Barefoot, with no rope to protect him, the young man carries a long iron rod on his shoulders. The fear is written on his face — one misstep could be fatal.
The scene is all too common in the megacity’s upscale neighbourhoods, where extreme wealth and dire poverty cohabit.
Builders, many just out of their teens, work day and night in deplorable conditions, raising condos and malls from the ground.
Those construction sites are just like the 21-storey high-rise that collapsed on Monday, killing at least 36 people including many workers.
State authorities have set up an independent panel to probe the cause of the collapse, but according to the governor, “mistakes were made from all angles”.
“What is certain is that this tragedy could have been avoided,” the manager of a construction company in Lagos, told AFP on condition of anonymity.
“There are always tell-tale signs when a building is about to collapse, like cracks on the walls.”

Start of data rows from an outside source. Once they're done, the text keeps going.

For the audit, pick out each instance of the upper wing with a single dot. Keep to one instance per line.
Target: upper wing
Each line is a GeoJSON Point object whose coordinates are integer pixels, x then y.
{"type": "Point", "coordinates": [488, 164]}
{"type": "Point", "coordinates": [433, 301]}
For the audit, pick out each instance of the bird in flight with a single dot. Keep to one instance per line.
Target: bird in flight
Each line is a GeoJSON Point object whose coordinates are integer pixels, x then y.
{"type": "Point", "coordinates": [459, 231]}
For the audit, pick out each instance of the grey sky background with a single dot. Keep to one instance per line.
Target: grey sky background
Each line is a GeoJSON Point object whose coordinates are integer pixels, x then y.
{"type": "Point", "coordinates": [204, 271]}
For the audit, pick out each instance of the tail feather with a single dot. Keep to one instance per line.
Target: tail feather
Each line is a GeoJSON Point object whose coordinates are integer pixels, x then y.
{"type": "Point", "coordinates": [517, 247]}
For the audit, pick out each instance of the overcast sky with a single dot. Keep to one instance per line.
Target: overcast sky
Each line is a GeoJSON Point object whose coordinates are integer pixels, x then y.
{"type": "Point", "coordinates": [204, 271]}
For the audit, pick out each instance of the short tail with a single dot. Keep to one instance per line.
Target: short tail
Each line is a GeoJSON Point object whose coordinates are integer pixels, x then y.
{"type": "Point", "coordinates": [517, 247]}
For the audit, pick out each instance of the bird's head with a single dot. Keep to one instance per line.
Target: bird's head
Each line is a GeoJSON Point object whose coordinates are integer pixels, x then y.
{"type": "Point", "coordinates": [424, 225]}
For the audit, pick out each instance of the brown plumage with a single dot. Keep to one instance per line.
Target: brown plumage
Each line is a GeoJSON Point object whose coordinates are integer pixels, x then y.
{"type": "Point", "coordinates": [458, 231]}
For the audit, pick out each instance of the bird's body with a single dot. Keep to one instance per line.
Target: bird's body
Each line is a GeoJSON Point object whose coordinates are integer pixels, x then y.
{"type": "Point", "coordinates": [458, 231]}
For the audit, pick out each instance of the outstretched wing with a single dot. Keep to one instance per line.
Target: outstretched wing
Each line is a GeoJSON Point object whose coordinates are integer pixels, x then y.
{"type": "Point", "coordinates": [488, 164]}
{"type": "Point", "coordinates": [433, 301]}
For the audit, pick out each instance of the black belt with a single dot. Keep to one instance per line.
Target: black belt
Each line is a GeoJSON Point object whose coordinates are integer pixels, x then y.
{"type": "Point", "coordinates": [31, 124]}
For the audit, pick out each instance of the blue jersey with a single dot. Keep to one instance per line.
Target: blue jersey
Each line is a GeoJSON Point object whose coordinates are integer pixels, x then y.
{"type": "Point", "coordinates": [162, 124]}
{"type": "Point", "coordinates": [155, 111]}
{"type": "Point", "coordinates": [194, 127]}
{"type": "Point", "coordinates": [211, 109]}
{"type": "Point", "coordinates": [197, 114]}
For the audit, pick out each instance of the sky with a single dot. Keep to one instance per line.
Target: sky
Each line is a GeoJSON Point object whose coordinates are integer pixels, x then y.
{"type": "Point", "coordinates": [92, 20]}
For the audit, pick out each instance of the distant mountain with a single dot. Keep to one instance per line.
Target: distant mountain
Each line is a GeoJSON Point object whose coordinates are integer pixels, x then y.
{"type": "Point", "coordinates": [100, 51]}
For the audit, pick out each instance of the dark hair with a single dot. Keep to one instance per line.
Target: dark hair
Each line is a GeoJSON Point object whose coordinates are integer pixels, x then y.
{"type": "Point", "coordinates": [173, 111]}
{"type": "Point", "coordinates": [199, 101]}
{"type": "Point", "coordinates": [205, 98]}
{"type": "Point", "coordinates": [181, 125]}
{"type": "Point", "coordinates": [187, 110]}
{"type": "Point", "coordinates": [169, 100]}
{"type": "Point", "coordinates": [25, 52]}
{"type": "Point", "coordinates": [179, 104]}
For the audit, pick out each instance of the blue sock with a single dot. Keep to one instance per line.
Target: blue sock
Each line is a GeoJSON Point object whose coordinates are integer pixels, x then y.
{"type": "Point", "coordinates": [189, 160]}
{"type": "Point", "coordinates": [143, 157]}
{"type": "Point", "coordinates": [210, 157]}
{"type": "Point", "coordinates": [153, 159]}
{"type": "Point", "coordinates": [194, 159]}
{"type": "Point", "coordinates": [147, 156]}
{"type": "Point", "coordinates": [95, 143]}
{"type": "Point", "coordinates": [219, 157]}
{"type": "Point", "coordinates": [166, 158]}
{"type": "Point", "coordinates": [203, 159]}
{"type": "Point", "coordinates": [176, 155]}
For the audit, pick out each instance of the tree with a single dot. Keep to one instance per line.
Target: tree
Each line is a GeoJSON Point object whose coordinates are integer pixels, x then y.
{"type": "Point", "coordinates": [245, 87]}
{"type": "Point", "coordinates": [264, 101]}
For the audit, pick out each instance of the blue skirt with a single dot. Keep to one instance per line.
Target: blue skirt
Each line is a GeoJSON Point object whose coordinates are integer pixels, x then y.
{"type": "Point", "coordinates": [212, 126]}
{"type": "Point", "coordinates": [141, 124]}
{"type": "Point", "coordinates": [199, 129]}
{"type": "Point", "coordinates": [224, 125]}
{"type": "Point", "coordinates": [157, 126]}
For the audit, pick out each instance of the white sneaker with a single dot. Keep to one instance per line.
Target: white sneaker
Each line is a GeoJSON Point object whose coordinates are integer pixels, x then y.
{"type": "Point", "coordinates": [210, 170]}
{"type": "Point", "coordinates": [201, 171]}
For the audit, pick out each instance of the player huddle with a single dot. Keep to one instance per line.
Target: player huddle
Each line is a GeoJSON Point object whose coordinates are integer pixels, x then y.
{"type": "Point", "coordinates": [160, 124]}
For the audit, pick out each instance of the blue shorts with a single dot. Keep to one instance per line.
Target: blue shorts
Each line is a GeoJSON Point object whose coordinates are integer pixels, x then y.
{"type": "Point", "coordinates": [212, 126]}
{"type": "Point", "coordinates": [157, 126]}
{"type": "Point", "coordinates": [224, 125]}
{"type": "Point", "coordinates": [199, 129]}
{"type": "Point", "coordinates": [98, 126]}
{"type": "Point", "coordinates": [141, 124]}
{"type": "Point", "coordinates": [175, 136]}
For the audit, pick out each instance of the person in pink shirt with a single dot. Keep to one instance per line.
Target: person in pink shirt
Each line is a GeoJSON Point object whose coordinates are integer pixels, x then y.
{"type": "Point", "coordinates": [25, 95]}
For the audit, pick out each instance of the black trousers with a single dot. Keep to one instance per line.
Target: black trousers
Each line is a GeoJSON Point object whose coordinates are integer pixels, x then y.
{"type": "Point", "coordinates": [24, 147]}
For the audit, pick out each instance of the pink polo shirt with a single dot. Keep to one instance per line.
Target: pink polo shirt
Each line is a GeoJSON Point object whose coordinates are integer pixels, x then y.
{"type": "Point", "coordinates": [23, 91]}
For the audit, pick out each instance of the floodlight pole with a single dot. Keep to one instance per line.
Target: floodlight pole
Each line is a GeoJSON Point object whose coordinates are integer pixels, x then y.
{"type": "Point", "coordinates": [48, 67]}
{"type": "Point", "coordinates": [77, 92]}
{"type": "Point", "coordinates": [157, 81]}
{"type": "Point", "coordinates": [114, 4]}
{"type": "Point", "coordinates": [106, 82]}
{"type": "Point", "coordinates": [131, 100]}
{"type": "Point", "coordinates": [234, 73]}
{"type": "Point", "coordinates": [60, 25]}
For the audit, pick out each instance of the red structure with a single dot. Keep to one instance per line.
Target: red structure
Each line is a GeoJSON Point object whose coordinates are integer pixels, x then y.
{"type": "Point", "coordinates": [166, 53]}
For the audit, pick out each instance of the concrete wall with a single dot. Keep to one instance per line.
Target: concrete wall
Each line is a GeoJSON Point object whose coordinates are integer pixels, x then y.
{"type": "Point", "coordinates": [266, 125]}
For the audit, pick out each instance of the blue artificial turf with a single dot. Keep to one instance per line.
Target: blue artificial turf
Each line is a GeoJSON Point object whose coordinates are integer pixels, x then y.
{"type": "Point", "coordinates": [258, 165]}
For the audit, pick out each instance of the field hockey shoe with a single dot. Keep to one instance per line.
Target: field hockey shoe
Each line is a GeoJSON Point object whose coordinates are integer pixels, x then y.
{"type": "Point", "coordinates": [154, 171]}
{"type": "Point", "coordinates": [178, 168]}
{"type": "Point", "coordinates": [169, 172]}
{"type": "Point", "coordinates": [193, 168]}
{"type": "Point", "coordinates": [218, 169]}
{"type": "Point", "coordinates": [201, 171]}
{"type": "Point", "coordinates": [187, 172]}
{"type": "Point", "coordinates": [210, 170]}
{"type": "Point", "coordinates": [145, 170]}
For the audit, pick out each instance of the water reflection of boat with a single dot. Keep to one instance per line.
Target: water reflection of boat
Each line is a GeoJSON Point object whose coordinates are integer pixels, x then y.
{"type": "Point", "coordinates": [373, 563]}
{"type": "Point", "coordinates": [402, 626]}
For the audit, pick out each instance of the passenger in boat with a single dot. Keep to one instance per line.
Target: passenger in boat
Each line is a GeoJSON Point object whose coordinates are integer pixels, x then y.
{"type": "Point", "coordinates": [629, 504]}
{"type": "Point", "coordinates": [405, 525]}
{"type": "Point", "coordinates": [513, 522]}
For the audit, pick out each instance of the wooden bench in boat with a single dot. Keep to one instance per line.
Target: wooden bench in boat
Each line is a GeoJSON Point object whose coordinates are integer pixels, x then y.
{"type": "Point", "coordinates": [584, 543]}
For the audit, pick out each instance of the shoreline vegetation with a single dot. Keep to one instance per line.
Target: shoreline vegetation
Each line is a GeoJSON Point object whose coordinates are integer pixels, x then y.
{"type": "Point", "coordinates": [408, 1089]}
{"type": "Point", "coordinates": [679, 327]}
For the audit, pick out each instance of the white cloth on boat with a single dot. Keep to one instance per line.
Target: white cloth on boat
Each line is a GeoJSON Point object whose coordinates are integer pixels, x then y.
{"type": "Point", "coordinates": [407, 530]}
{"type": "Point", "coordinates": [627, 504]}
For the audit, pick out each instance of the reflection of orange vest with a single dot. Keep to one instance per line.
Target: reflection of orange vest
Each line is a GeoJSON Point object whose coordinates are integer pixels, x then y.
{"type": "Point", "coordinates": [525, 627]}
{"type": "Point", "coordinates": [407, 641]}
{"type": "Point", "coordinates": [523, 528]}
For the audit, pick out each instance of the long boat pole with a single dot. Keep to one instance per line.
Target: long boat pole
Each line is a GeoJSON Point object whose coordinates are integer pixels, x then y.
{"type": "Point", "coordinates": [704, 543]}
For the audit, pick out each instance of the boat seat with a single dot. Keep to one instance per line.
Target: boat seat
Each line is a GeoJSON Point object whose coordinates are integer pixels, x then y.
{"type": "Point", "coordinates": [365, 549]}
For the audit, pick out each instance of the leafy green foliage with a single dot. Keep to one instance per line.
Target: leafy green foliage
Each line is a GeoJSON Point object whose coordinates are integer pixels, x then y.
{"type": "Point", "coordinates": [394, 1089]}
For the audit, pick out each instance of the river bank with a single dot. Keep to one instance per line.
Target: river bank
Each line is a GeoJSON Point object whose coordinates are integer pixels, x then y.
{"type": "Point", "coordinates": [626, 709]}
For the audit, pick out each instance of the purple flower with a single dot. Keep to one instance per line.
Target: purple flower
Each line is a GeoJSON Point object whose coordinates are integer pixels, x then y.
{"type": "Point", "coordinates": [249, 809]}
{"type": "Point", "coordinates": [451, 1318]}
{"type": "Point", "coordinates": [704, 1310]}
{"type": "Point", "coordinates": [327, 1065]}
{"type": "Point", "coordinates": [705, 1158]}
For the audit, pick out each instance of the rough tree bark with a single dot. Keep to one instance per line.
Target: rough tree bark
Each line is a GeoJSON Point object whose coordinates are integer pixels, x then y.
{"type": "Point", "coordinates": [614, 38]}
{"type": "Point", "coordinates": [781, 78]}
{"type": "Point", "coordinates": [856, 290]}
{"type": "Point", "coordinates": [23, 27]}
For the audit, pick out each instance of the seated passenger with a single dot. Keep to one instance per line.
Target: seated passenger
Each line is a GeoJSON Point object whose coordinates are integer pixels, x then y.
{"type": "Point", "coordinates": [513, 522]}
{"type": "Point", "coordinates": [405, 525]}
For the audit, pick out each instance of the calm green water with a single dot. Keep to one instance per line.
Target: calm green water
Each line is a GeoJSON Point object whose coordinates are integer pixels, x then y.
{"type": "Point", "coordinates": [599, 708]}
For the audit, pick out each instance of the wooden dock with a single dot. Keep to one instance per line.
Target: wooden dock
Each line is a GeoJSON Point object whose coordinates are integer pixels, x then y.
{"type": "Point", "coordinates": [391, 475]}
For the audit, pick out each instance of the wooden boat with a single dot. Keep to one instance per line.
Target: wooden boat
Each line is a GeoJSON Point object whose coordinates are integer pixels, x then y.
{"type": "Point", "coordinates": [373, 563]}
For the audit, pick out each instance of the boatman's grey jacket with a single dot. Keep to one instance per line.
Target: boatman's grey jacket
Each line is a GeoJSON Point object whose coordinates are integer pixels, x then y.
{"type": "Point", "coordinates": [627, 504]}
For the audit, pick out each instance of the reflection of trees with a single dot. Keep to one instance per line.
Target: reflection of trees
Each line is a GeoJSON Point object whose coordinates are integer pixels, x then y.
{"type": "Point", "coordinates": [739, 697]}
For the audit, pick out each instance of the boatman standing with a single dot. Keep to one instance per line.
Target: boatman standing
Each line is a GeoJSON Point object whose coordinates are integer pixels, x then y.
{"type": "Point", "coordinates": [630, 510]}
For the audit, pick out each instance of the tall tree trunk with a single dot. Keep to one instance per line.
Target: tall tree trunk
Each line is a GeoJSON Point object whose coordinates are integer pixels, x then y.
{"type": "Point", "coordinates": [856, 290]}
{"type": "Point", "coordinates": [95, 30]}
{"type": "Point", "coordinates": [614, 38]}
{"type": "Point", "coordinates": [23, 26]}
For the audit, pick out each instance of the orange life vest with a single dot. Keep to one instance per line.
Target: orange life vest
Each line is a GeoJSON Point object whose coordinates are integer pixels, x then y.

“The majority of construction companies in Lagos do not respect the norms… and to make more profit, do not hesitate to overlook quality,” said the manager.
His services are twice as expensive than most of his competitors, because he’s “one of the few that follows the rules,” he insisted.
The head of a real estate company in Lagos, who also asked to remain anonymous, said that “developers cut corners in a bid to save cost, thereby risking people’s lives.”
– ‘Improvising’ –
Since 2005, at least 152 buildings have collapsed in the city of some 20 million people, according to data collected by researcher Olasunkanmi Habeeb Okunola, from the university of Witwatersrand in South Africa.
One of those incidents that particularly angered Nigerians was in 2014 when hundreds of people died in a church collapse in Lagos.
After the latest tragedy on Monday, two more buildings collapsed later in the week, luckily without causing any injuries.
According to Okunola’s research, collapses are “directly linked to greed and ignorance of the developers in charge of building construction.”
Other factors, from “ineffective monitoring of building development… unqualified or unskilled builders… and corruption of government officials in charge of building plan approvals,” play a role too.
Steps away from the scene of Monday’s collapse, three builders, with no protective equipment or even shoes, are busy working under the scorching sun.
The 23-year-old structural engineer in charge of the site, admits sometimes “improvising” a bit, and said the cement used wasn’t always good quality.
“It’s like this everywhere,” he said.
When state inspectors come on site, “there’s always a way to settle things,” he said in a whisper.
“We have no first aid kit, no toilets for the workers, no boots… accidents happen,” said the young engineer.
On average, the workers earn about 4,000 naira ($9) per day.
“We don’t have a choice, we do this because we can’t find anything else,” said one of the workers, his body covered in scars.
Falling oil prices and the coronavirus pandemic have battered Nigeria’s economy, pushing the country of 210 million people into its second recession in five years.
“There are no jobs,” said the worker, “so here, money counts more than life.”